Make the Software Robust
Overview
Teaching: 10 min
Exercises: 15 minQuestions
How can I make it easier for people to find out what my project does?
How can I make it easier for people to install my software?
How can I make it easy for other people to use my software as a component in their work?
How can I convince people that my software is trustworthy?
Objectives
Explain what ‘robust software’ is.
Identify three things projects can do to make themselves easier to understand.
Explain what semantic versioning is and why it should be used.
Identify two things that can make software hard to install.
Explain the pros and cons of command-line parameters vs. configuration files.
Explain the pros and cons of libraries vs. external applications.
Describe the differences between regression testing and sanity checking.
Explain why programs should produce identical output for identical inputs.
- Robust is the difference between “works for me on my machine”
and “works for someone I’ve never met on a cluster I’ve never heard of”
- Rules are described in Taschuk’s Rules
- Have a README that briefly explains what the software does and what its dependencies are
- For humans to read before installing
- Tell the user what could be done
- Print usage from the command line by default
- Include version (discussed below)
- Tell the user what was actually done
- Log actions by writing messages to a findable place
- Use a logging library that allows you to control level of detail
- Version your releases
- Semantic versioning:
major.minor.patch
- Release date versioning:
yyyy.vv
- Semantic versioning:
- Update the version number every time you release a change (however small)
- Tempting not to do a full release when “it was just a little change”
- Make old versions available
- Do not require root or other special privileges
- Users may have this on their laptop, but probably don’t have it on the cluster
- Eliminate hard-coded paths in the software
/Users/kermit/run_5/data
probably doesn’t exist on other people’s machines…
- Command-line parameters for commonly-changed options
- Also makes program easy to control from shell scripts
- Configuration files for less frequently changed options
- Frequently use multiple overlaid configuration files
- System-level configuration file created during installation for things like cluster name
- User-level configuration file in
~/.programrc
for user’s credentialsrc
suffix is old Unix abbreviation for “resource control”
- Job-level configuration file for particular runs
- Use a standard syntax for configuration files
- Windows init files are widely supported
- YAML is increasingly popular
- “If you have to write a parser, you’ve done something wrong.”
- …or someone upstream from you did
- How to connect to other programs?
- Use a shell script to combine everything: universal but limited
- Run your program in a sub-process: ditto
- Build a library with a command-line wrapper: flexible, but more work for users
- Not enough to be right - have to be seen to be right
- Include a small test set that can be run to ensure the software is actually working
- Not the same as a comprehensive regression test suite for use in development
- Which you should also have…
- Regression tests may take too long to run, and output may not be actionable
- So provide smaller suite that says “am I set up correctly?”
- Ideally, also serves as examples of use
- Not the same as a comprehensive regression test suite for use in development
- Produce identical results when given identical inputs
- Absolutely necessary for reproducible research
- Means external control of random number generation seeds, aggregation order for floating point results, dates and times, etc.
- Probably the hardest thing on this list for many projects
Write a Usage Statement
Run
make --help
(or something similar) and examine its output, then write a similar command-line usage message for your project.
Logging
Read the tutorial on the Python logging library (or an equivalent tutorial for your preferred language’s logging library).
- How do libraries of this kind give users control over what is logged and where?
- Is this an appropriate level of complexity for your project?
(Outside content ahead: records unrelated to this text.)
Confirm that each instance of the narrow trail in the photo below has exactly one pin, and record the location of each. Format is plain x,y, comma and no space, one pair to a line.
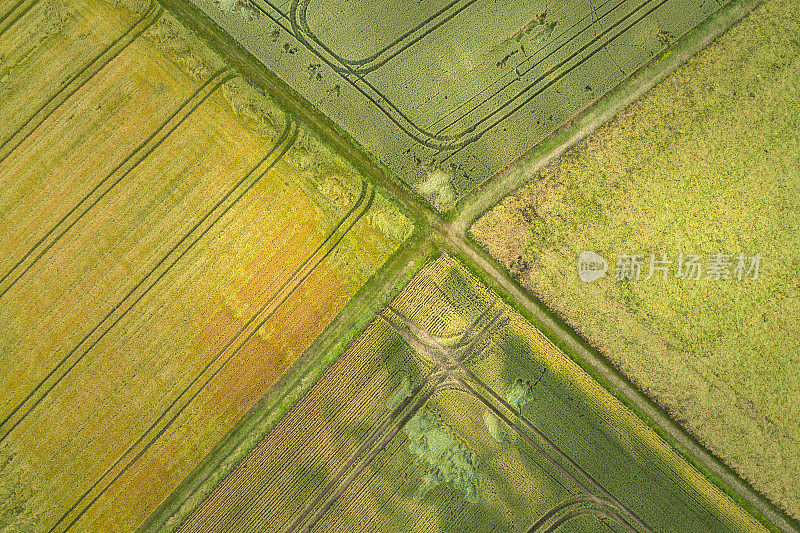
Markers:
453,235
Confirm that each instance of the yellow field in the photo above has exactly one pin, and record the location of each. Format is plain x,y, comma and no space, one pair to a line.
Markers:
171,243
344,457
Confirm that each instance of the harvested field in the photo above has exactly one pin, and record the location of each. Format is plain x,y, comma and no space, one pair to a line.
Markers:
705,163
452,413
172,242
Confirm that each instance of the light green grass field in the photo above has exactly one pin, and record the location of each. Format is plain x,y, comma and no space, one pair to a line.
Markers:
707,162
386,442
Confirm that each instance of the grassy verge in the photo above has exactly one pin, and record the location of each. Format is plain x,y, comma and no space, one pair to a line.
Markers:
686,169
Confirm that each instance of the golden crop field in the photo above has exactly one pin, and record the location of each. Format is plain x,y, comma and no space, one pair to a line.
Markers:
451,412
171,243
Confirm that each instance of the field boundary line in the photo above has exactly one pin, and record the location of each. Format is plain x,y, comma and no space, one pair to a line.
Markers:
455,365
440,369
75,82
268,309
118,311
104,186
366,446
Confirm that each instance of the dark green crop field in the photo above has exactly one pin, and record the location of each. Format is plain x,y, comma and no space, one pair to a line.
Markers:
452,413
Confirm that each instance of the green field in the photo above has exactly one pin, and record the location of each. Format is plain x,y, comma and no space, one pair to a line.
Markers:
171,242
446,93
708,162
452,413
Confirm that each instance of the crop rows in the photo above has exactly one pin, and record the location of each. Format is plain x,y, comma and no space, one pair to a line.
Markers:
527,481
226,237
If not, what would you use instead?
How Do You Version Now?
How many different versions of your project are in use right now? How do you know? If a user has a problem, how will you and they find out which version of the software they have?
Where Does Your Software Live?
- What directories does your software add files to when it is installed?
- What new directories does it create?
Hard-coded Paths
- What files does your software read and/or write?
- How do you know?
- Which of these are referenced by fixed (hard-coded) paths?
Common and Rare
- What options or parameters does your program use?
- Which ones are users most likely to set or change?
- How do you know?
Configuration Files
- Can some or all of your program’s options be specified in an external configuration file?
- If so, what data format do those files use?
- If not, is it worth adding that capability?
Using Your Project as a Component
Suppose someone wants to use your software as part of a larger program written in a language other than the one you use.
- What’s the simplest way for them to do this?
- What won’t they be able to do?
Is This Turned On?
- How can the person who installs your software tell if it is installed correctly?
- How can the person who uses your software tell if it is installed correctly?
- Where can users find examples of how to run your program?
Out of Control
- Under what circumstances could your program produce different answers when given identical inputs?
- What would you have to change in your program to correct this?
Key Points
Robust software is software that works for people you’ve never met on machines you’ve never heard of.
Every project should have a README that briefly explains its purpose and dependencies.
Every program should be able print a short usage message.
Every program should be able to log its actions.
Use semantic versioning (
major.minor.patch
) to identify software versions.Make old versions of software available.
Do not require root permissions or other special privileges to install software.
Do not use hard-coded paths in software.
Provide command-line parameters for commonly-changed options.
Provide hierarchical configuration files for all options.
Do not invent your own syntax for configuration files.
Every application should have a small sanity-testing test suite.
Always produce identical results for particular inputs.